Zimbabwe ranks close to the bottom ten, lower than neighbours Mozambique and Zambia. However, Zimbabweans have been ranked happier than Rwandans, Batswana and Malawians.
Finland has been crowned the happiest country in the world for the second year in a row, leading a top ten that is made up of five Nordic nations.
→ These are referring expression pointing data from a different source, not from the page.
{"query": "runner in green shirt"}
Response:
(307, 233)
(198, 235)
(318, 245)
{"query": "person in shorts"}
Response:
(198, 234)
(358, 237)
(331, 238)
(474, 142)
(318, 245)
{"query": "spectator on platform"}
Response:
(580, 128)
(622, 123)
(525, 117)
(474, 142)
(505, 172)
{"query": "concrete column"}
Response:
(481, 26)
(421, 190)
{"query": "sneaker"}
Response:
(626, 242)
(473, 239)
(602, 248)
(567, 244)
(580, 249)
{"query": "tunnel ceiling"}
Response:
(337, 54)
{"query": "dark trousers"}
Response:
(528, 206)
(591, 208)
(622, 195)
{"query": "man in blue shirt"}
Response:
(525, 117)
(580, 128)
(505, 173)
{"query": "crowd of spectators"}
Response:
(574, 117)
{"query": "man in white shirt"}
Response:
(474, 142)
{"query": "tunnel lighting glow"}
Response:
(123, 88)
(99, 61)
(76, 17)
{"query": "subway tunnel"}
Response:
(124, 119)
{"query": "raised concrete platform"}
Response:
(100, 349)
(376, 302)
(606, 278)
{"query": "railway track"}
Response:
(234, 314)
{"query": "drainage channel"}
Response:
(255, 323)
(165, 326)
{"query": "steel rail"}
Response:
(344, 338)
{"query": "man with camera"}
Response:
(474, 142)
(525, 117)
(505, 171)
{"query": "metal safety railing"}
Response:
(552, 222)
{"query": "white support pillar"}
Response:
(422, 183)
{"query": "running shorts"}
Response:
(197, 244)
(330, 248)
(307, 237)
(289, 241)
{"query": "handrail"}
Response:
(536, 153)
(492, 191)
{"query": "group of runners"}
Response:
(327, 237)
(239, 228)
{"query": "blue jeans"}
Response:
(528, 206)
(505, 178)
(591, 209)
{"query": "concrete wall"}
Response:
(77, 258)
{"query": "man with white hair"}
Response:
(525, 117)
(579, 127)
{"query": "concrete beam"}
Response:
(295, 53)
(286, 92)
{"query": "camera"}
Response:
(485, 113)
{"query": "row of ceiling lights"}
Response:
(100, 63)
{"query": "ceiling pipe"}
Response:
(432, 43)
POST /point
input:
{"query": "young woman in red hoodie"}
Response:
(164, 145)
South Sudanese are the saddest folks on the planet.
The World Happiness Report, released last Wednesday, ranked 156 countries by happiness levels, based on factors such as life expectancy, social support and corruption.
The International Day of Happiness is celebrated worldwide every March 20, and was conceptualised and founded by philanthropist, activist, statesman, and prominent United Nations special advisor Jayme Illien to inspire, mobilise, and advance the global happiness movement.
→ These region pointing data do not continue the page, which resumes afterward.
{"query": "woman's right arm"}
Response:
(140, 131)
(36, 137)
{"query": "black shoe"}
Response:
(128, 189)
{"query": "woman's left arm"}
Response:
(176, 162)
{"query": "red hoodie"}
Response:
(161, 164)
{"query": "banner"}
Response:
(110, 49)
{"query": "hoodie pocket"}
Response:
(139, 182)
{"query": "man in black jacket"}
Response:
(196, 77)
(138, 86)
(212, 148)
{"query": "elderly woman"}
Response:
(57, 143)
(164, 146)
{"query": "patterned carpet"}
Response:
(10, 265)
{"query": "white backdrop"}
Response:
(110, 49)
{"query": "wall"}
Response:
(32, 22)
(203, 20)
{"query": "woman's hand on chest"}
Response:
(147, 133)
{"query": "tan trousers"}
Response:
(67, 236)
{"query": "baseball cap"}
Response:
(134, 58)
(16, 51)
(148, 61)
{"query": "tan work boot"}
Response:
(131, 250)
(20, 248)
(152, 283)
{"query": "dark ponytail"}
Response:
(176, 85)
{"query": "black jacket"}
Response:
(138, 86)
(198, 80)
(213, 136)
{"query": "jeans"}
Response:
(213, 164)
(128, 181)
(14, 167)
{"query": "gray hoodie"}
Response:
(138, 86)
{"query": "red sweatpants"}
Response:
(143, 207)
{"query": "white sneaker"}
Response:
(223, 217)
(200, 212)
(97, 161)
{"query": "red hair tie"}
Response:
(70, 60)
This year’s theme was: “I will try to create more happiness in the world around me”.
But while the Nordic nations of Finland, Norway, Denmark, Sweden and Iceland topped the table, there was no sign of Britain in the top ten.
The UK placed 15th, up from 19th last year, one above Ireland and four above the US – which came in at its lowest ranking ever at 19th.
But Britain still trailed behind the likes of Israel, Austria, Costa Rica, Australia, Luxembourg, Canada and New Zealand.
The North African nation of South Sudan was at the bottom of the happiness index which found America was getting less happy each year even as the country became richer – falling from 14th place in two years.
It is the second year the UN Sustainable Development Solutions Network evaluated 117 countries by the happiness and well-being of their immigrants as part of the annual report.
Europe’s Nordic nations, none particularly diverse, have dominated the index since it first was produced in 2012.
Finland took the top spot with a score of 7.769 out of ten, beating second-placed Denmark which scored 7.6.
Filling out the top five was Norway in third, with 7.554 and Iceland fourth, scoring 7.494, narrowly ranking above fifth-placed Netherlands with 7.488.
Propping up the table was South Sudan, with a score of just 2.853. The bottom ten also included Central African Republic, Afghanistan, Tanzania, Rwanda, Yemen, Malawi, Syria, Botswana, Haiti and Zimbabwe.